Im Fall eines Fahrzeugdiebstahls bestehen Beweiserleichterungen für den Versicherungsnehmer. Er muss lediglich das äußere Bild einer bedingungsgemäßen Entwendung des Fahrzeugs darlegen und ggf. beweisen, also lediglich ein Mindestmaß an Tatsachen darlegen und beweisen, die nach der Lebenserfahrung mit hinreichender Wahrscheinlichkeit den Schluss auf eine Wegnahme gegen den Willen des Versicherungsnehmers zulassen. Verlangt wird - zunächst jedenfalls - nicht der Vollbeweis der Fahrzeugentwendung, sondern nur der Nachweis des äußeren Bildes einer Fahrzeugentwendung. Im Allgemeinen reicht es hierfür aus, wenn der Versicherungsnehmer das Fahrzeug zu einer bestimmten Zeit an einem bestimmten Ort abgestellt hat und es dort zu einem späteren Zeitpunkt nicht mehr vorfindet.
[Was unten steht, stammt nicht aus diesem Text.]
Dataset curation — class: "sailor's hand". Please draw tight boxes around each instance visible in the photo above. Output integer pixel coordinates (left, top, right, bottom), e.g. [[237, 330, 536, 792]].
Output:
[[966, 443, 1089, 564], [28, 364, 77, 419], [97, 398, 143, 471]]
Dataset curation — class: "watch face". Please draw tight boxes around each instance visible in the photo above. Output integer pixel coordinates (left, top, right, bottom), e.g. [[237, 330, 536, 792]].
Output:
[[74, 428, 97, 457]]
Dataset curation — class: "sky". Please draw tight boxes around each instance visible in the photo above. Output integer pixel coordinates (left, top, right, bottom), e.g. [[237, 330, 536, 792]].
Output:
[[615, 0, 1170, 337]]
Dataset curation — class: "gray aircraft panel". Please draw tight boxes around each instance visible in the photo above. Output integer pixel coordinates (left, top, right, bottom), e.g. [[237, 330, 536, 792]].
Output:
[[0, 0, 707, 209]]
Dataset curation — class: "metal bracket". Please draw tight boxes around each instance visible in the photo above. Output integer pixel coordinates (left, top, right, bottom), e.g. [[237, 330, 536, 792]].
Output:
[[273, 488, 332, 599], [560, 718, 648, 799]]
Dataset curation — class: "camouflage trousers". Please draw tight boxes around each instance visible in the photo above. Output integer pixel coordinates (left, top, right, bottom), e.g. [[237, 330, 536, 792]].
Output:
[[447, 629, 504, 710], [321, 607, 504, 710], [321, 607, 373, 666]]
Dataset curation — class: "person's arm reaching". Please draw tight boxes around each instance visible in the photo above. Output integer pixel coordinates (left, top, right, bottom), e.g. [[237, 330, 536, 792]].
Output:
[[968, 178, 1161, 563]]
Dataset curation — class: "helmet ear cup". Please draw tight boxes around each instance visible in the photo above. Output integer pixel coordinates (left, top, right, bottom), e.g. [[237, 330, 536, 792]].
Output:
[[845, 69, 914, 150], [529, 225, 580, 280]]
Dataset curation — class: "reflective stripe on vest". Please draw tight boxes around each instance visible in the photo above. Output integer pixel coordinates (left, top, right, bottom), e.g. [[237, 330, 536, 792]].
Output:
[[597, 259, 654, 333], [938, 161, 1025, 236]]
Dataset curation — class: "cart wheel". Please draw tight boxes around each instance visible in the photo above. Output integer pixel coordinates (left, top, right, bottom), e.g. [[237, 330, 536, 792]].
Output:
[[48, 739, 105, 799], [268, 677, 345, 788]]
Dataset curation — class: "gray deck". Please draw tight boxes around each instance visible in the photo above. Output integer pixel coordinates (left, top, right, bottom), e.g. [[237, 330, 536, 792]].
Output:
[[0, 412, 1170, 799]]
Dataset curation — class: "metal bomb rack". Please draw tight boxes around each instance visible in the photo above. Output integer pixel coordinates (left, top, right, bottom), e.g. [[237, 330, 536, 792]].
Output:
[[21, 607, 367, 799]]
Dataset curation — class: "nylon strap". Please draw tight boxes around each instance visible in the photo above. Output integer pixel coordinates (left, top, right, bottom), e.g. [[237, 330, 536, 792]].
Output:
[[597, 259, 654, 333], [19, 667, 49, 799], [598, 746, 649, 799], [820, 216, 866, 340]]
Die mit dem hier - zunächst - gelungenen Beweis für das äußere Bild einer versicherten Entwendung für den Versicherungsnehmer verbundenen Beweiserleichterungen entfallen dann, wenn auf Grund konkreter Tatsachen, die entweder unstreitig oder vom Versicherer bewiesen sind, nach der Lebenserfahrung der Schluss gezogen werden kann, der Versicherungsnehmer habe den Diebstahl mit erheblicher Wahrscheinlichkeit nur vorgetäuscht. Dabei reichen für den „Gegenbeweis“ des Versicherers nicht erst solche Tatsachen aus, die eine erhebliche Wahrscheinlichkeit für die Vortäuschung des Versicherungsfalles begründen, sondern schon solche, die eine erhebliche Wahrscheinlichkeit hierfür nahelegen. Die erhebliche Wahrscheinlichkeit der Vortäuschung kann sich sowohl aus den Tatumständen allgemein als auch aus erheblichen Zweifeln an der Glaubwürdigkeit des Anspruchsstellers und aus seinem Verhalten ergeben. Die Ungereimtheiten der protokollierten Zeugenaussagen im beigezogenen Strafverfahren belegen weder für sich genommen noch in der Gesamtschau mit hinreichender Sicherheit, dass von einer erheblichen Wahrscheinlichkeit für die Vortäuschung der Entwendung auszugehen ist. Die Gesamtschau der protokollierten Zeugenaussagen und sonstigen Ermittlungsergebnissen ergibt, dass eine erhebliche Wahrscheinlichkeit für das Vortäuschen einer Entwendung nicht zur Überzeugung des Senats bewiesen ist.